Photo of David Massingham
Photo: 
John Snowdon

Harrods Management (1979 – 1982)

Before I went into full time dance training at the Laban Centre from 1982, I did a three-year management training course at Harrods and became a Department Controller. It was an amazing time, shifting every two months or so to take on a different role – the most notable being my stint directing the packing and distribution of all the Christmas hampers. In an age before computers, I was handed the first order on a piece of paper, shown the warehouse, and told to get on with it. Talk about make it up as you go along! It was like The Apprentice except we really did have to get thousands of hampers out the door before Christmas.

Adventures in Motion Pictures (1986 – 1989)

I had started to dance professionally before I left the Laban Centre. Mathew Bourne, Emma Gladstone and myself all danced in Transitions Dance Company in 1985/6, which was the birthplace of Adventures in Motion Pictures as it was known then. As Co-Directors we managed to get the company noticed really quickly, for example by being the first ever dance company to perform at the London Mime Festival.

David Massingham Dance (1989 – 1999)

My touring company, David Massingham Dance, was chosen in the early 1990s to open the Maltings Arts Centre in Berwick-upon-Tweed with two season-long residencies. It was an exciting and pioneering time. I found myself – the Londoner – in a tiny town in the North with six dancers who were, for the most part, happy to have some time in such a beautiful part of the country.

We made the most of the experience by teaching and choreographing new contemporary dance works and dancing in big community cast musicals. I even got to direct West Side Story. The locals were very appreciative of our impact.
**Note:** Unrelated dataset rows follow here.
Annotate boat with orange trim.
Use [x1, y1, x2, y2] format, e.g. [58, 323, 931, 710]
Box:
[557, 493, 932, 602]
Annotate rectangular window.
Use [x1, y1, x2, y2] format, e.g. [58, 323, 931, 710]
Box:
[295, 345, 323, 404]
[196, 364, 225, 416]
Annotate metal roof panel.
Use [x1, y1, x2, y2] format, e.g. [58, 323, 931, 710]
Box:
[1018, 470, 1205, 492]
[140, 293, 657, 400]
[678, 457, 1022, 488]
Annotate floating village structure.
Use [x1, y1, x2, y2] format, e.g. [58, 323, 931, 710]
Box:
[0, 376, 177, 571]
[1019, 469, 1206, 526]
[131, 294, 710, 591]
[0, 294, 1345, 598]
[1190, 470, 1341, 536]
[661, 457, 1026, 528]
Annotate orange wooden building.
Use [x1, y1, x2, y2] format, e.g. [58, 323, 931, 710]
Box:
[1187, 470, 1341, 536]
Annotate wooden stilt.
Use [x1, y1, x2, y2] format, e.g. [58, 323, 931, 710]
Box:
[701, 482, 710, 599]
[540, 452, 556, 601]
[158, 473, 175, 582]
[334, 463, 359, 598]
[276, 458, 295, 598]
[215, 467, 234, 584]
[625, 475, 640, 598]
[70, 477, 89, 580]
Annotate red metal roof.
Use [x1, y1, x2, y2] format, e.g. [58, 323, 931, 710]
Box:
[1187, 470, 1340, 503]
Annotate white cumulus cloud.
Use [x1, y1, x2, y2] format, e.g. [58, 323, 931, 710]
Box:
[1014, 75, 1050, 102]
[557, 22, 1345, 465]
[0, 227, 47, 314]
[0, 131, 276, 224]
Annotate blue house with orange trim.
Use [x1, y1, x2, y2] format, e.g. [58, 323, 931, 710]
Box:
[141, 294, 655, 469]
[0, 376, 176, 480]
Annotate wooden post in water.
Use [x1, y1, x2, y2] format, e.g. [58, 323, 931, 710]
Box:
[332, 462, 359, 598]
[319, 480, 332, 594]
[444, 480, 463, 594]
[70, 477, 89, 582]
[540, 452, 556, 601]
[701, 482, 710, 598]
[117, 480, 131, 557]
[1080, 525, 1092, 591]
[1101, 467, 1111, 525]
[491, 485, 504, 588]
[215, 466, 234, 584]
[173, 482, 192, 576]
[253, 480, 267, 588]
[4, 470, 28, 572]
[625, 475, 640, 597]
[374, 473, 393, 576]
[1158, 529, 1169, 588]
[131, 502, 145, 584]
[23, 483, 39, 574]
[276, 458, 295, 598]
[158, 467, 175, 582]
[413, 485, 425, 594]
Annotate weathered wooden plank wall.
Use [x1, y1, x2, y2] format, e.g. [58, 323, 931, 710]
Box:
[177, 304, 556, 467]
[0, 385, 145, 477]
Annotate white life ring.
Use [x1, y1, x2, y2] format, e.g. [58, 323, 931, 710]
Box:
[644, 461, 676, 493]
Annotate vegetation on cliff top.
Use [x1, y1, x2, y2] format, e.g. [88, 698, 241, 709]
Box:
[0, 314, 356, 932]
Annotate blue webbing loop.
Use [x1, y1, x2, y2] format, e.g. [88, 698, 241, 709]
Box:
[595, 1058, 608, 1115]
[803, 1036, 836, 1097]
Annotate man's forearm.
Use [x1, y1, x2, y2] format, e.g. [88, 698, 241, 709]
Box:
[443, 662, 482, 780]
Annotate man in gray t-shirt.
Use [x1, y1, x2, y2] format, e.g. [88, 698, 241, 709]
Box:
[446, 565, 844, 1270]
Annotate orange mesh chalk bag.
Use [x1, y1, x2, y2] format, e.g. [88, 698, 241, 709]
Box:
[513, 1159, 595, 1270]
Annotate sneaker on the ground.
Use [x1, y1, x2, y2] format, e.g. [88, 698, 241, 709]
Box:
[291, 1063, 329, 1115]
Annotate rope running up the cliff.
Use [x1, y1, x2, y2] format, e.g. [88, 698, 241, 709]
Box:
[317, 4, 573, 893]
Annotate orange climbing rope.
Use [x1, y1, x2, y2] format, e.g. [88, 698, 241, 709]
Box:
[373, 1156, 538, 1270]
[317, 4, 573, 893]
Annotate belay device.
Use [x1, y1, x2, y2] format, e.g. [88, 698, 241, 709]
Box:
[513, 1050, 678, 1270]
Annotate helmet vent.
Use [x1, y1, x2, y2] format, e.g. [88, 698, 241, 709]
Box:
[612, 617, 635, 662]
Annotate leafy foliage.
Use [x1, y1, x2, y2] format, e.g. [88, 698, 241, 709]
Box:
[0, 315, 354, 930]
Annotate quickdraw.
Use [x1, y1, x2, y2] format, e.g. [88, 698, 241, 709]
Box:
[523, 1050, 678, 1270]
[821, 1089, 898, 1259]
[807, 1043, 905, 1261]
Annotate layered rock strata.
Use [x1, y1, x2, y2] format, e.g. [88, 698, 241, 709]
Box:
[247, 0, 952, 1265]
The residencies led me to becoming the Choreographer in Residence across the Northern region in 1995/6, based at Dance City.

Dance City (1998 – 1999)

As Project Manager at Dance City in Newcastle, I engineered four major dance development projects that spanned the whole Northern region. Perhaps my greatest achievement was establishing a professional dance company in Middlesbrough, which went on to become an Regularly Funded Organisation of Arts Council England.

DanceXchange / International Dance Festival Birmingham (1999 – 2017)

Since my arrival in Birmingham in 1999, both myself and DanceXchange, the organisation I direct, have been part of an incredible journey. There have been several stages to my time here: working across the city venues; touring nationally and internationally to many different types of spaces; and growing the number of dance artists based in the city. Throughout the period we established dance as Birmingham’s major art form, which I think it remains today.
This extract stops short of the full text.